Source: Carla Shroder @ Linux.com

systemctl

systemctl is the all-purpose command for managing systemd. List units with the systemctl list units and the systemctl list-units-files commands. List the status of Units with the systemctl status unitname` command.

$ systemctl status unit

returns

    bad : a problem within systemd, usually a bad unit file
    disabled : present, not configured for autonomous start
    enabled : installed and usable, will start autonomously
    indirect : disabled, but it has peers in ALSO clauses that may be enabled
    linked : unit file available through a symlink
    masked : hidden from systemd
    static : has no install requirements, depended on by another unit

    D-Bus

    D-Bus (Desktop Bus) is a message-oriented middleware mechanism that enables inter-process communication (IPC) between multiple processes running concurrently on the same machine. It provides a standardized way for applications to communicate with each other and the kernel, allowing them to exchange data and trigger actions.

    D-Bus operates on a virtual bus, which is a shared communication channel.

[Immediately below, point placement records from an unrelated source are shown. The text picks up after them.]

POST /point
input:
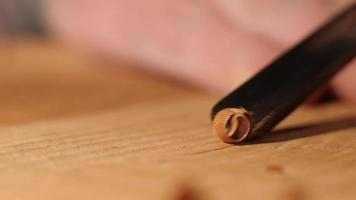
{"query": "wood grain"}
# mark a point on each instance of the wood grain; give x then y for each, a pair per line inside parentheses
(75, 128)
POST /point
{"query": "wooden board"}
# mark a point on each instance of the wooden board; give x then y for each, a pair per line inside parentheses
(72, 127)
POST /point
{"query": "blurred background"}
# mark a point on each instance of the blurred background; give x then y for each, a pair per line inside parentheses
(210, 45)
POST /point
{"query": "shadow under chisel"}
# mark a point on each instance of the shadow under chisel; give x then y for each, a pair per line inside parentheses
(267, 98)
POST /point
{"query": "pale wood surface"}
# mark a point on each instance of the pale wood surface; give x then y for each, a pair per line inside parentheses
(72, 127)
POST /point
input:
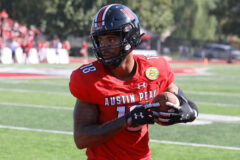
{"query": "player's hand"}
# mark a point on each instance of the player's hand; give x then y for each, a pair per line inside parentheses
(167, 118)
(183, 114)
(140, 115)
(187, 114)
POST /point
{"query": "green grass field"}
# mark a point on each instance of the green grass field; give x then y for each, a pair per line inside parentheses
(36, 118)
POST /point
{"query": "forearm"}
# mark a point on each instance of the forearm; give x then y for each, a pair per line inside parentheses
(91, 135)
(191, 104)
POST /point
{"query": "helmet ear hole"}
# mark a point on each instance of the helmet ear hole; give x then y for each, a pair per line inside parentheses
(127, 47)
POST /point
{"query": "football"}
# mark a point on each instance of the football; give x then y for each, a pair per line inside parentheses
(162, 98)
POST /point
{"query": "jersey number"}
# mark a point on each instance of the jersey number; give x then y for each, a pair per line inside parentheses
(121, 112)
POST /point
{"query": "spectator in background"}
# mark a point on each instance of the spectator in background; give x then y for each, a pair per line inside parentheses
(27, 45)
(13, 46)
(84, 52)
(66, 45)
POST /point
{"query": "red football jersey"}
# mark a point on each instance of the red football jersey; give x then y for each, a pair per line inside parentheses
(94, 84)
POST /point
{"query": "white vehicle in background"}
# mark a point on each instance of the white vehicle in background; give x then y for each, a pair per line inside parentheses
(218, 51)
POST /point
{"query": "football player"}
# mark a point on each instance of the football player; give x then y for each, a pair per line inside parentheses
(110, 117)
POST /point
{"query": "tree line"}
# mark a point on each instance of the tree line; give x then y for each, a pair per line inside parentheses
(203, 20)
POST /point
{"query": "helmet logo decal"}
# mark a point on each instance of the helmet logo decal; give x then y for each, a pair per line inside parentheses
(99, 19)
(152, 73)
(128, 13)
(99, 16)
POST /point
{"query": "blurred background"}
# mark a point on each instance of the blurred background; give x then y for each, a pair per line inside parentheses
(200, 38)
(179, 29)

    There are two types of buses:

    • System bus: A single bus available to all users and processes on the system, providing access to system services.
    • Session bus: A bus for each user login session, providing desktop services to user applications.

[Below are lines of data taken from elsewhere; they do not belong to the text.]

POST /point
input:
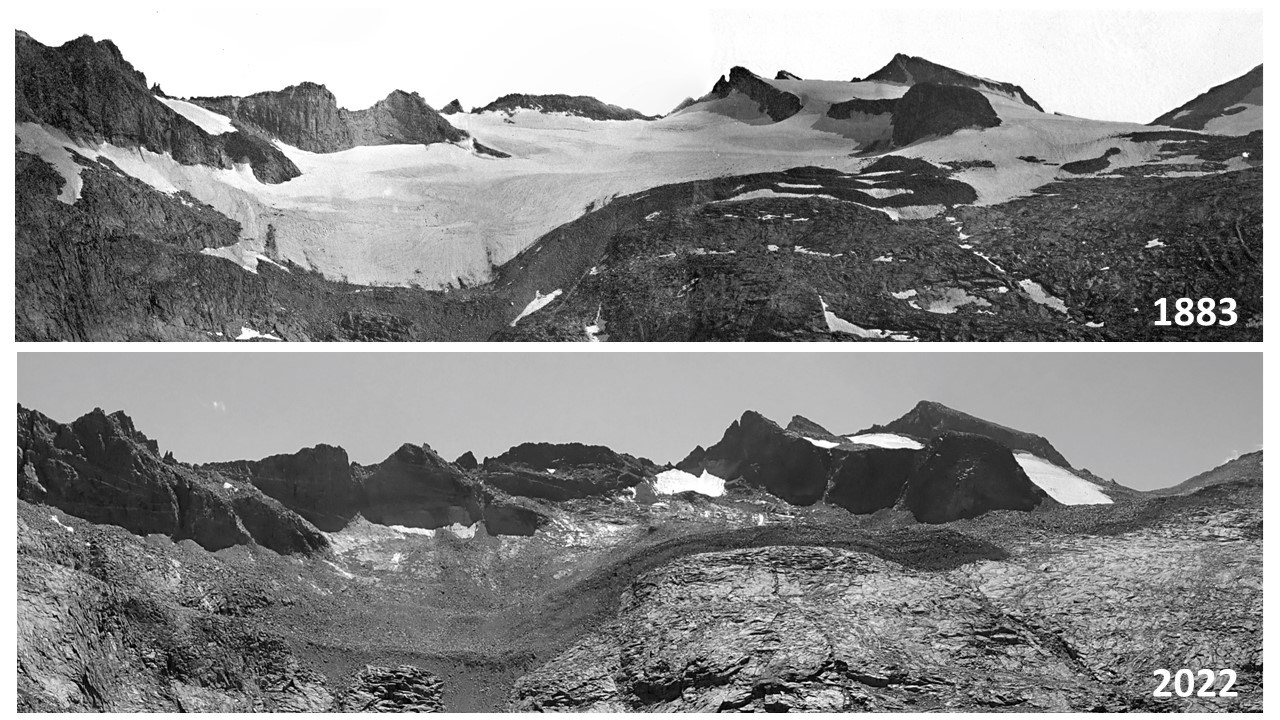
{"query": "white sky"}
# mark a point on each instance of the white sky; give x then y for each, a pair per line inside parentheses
(1098, 62)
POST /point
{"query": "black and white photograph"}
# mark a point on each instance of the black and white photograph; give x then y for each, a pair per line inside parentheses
(675, 172)
(639, 532)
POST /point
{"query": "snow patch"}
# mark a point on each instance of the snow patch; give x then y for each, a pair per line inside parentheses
(841, 326)
(250, 333)
(1041, 296)
(536, 304)
(670, 482)
(1060, 483)
(886, 440)
(208, 121)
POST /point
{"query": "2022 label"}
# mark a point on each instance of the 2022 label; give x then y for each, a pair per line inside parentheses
(1184, 682)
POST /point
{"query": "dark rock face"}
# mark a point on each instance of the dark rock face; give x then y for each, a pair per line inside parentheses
(928, 420)
(580, 105)
(101, 469)
(1215, 103)
(393, 689)
(316, 483)
(763, 455)
(912, 71)
(777, 104)
(858, 106)
(90, 91)
(931, 109)
(307, 117)
(417, 488)
(871, 478)
(964, 475)
(558, 472)
(1246, 468)
(467, 461)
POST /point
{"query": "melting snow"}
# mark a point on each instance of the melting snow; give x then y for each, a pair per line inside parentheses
(250, 333)
(841, 326)
(1060, 483)
(670, 482)
(886, 440)
(1038, 295)
(819, 254)
(536, 304)
(208, 121)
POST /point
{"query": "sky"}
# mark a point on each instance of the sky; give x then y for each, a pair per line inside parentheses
(1092, 60)
(1143, 419)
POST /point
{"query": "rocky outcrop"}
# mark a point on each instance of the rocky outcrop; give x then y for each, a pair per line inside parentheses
(759, 454)
(307, 115)
(92, 94)
(906, 69)
(1220, 101)
(928, 420)
(965, 475)
(577, 105)
(931, 110)
(859, 106)
(558, 472)
(315, 482)
(101, 469)
(393, 689)
(777, 104)
(1246, 468)
(417, 488)
(467, 461)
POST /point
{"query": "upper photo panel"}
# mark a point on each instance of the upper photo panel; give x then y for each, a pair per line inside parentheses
(650, 172)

    Namespaces: Each process connected to the bus is assigned a unique name, called a connection name, which starts with a colon (:) character. The name is used to identify the process and its services.

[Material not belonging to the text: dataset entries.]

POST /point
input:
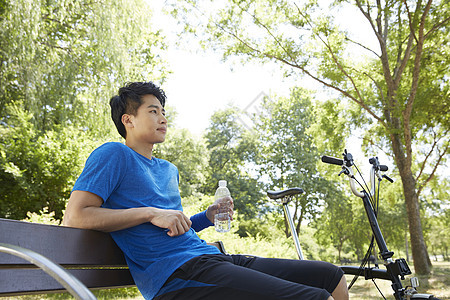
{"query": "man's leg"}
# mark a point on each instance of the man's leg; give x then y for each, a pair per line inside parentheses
(239, 277)
(312, 273)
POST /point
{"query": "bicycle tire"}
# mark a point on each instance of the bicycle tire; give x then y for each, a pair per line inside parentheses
(424, 297)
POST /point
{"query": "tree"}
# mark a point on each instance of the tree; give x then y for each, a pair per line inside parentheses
(64, 59)
(38, 169)
(231, 149)
(288, 156)
(60, 62)
(399, 93)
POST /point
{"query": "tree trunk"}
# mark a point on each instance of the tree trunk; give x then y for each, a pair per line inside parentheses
(420, 256)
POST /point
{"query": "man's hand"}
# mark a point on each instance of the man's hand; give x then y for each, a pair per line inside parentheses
(84, 211)
(174, 220)
(213, 208)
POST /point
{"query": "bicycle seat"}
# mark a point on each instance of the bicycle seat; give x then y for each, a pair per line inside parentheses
(284, 193)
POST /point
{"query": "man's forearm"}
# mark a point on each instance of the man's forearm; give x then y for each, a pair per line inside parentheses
(105, 219)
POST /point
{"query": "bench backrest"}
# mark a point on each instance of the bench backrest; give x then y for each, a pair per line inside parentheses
(91, 256)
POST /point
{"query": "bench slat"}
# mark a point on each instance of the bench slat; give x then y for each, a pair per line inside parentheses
(63, 245)
(36, 281)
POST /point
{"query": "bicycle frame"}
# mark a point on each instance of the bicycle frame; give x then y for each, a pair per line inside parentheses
(395, 270)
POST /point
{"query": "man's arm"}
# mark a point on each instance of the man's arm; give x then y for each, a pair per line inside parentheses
(84, 211)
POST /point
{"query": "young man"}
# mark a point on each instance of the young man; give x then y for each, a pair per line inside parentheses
(124, 190)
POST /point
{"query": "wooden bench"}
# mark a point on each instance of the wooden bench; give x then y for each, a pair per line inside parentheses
(38, 258)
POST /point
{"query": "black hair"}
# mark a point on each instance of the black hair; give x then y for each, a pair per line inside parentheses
(129, 100)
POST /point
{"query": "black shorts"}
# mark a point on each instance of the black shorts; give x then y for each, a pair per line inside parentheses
(238, 277)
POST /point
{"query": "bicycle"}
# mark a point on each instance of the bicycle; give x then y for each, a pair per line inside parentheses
(395, 270)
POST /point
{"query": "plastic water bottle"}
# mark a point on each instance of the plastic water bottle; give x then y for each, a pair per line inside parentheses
(222, 220)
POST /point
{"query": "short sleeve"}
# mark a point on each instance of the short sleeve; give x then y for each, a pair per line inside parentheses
(103, 171)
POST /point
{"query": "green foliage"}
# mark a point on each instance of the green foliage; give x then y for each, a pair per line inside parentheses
(288, 155)
(60, 62)
(398, 85)
(231, 149)
(38, 169)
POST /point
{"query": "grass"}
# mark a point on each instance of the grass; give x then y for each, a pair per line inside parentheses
(437, 283)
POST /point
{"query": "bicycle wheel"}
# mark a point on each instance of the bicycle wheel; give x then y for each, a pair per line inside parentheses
(423, 297)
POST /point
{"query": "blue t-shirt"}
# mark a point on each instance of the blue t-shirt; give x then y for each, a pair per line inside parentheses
(124, 178)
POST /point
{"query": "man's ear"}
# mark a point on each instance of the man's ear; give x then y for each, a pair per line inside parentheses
(127, 120)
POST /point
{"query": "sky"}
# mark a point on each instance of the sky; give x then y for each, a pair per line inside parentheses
(201, 83)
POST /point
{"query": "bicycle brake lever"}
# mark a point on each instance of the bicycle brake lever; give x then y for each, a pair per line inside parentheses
(388, 178)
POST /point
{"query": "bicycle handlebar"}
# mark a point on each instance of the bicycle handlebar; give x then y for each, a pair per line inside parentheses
(347, 163)
(332, 160)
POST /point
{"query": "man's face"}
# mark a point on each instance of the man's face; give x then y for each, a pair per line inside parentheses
(149, 125)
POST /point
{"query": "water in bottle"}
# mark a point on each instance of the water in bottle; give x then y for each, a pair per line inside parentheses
(222, 220)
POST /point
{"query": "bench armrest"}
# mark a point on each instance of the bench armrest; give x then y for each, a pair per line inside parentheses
(67, 280)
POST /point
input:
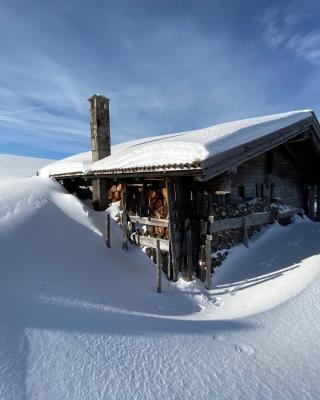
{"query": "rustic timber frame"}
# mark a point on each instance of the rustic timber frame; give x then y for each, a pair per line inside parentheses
(282, 166)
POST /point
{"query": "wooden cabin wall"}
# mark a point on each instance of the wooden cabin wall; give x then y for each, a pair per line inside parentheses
(248, 178)
(270, 175)
(289, 183)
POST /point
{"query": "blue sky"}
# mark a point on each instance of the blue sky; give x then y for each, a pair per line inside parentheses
(166, 66)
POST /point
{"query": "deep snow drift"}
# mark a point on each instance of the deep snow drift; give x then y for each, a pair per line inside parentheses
(21, 166)
(81, 321)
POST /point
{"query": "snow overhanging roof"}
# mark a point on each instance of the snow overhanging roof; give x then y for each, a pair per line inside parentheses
(208, 151)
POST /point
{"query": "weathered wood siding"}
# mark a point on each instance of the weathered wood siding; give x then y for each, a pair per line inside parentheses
(276, 177)
(249, 174)
(288, 181)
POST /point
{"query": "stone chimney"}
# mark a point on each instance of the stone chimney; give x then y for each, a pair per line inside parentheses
(100, 145)
(100, 127)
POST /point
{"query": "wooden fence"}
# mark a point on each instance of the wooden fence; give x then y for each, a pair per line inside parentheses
(215, 226)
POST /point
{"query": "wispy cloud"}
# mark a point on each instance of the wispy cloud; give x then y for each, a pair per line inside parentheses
(289, 28)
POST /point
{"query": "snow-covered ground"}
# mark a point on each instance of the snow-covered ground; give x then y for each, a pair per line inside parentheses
(81, 321)
(21, 166)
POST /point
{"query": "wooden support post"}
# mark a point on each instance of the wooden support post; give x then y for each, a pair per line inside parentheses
(108, 231)
(245, 232)
(189, 244)
(318, 203)
(172, 262)
(208, 262)
(158, 266)
(124, 224)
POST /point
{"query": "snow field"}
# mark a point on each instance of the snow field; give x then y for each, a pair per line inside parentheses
(81, 321)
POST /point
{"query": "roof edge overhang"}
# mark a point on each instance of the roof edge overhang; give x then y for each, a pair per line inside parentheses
(227, 160)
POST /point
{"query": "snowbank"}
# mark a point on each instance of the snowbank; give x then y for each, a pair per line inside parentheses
(20, 166)
(81, 321)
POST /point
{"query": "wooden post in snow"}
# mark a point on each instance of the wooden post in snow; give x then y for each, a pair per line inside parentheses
(158, 266)
(172, 262)
(108, 231)
(124, 219)
(208, 262)
(245, 232)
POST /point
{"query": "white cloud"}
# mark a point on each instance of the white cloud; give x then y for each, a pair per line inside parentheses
(285, 28)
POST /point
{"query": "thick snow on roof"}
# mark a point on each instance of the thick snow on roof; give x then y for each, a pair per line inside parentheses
(184, 148)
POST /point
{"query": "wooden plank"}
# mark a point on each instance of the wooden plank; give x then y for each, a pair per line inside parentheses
(245, 231)
(172, 256)
(149, 221)
(224, 224)
(124, 223)
(108, 239)
(188, 234)
(151, 242)
(220, 163)
(237, 223)
(289, 213)
(259, 218)
(158, 266)
(208, 262)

    Applications export objects, which provide interfaces to access specific functionality. These objects are identified by a path, similar to a file system path. Objects can implement multiple interfaces, which define the methods and signals they can send and receive. Interfaces define methods, which are functions that can be called by other processes to trigger actions or retrieve data.

    Interfaces can also define signals, which are notifications sent by an object to other processes when a specific event occurs. D-Bus sends messages between processes, containing the destination address (service name, object path, interface and method) and the data being transmitted. The bus daemon (dbus-daemon) manages the bus, assigning names, maintaining the bus topology and routing messages between processes.

    A D-Bus address consists of a service name, object path, interface and method. This address is used to route messages to the correct application, object and method.
    Bus name, interface and method are optional components of a D-Bus address. If not provided, the bus daemon will use default values or omit them.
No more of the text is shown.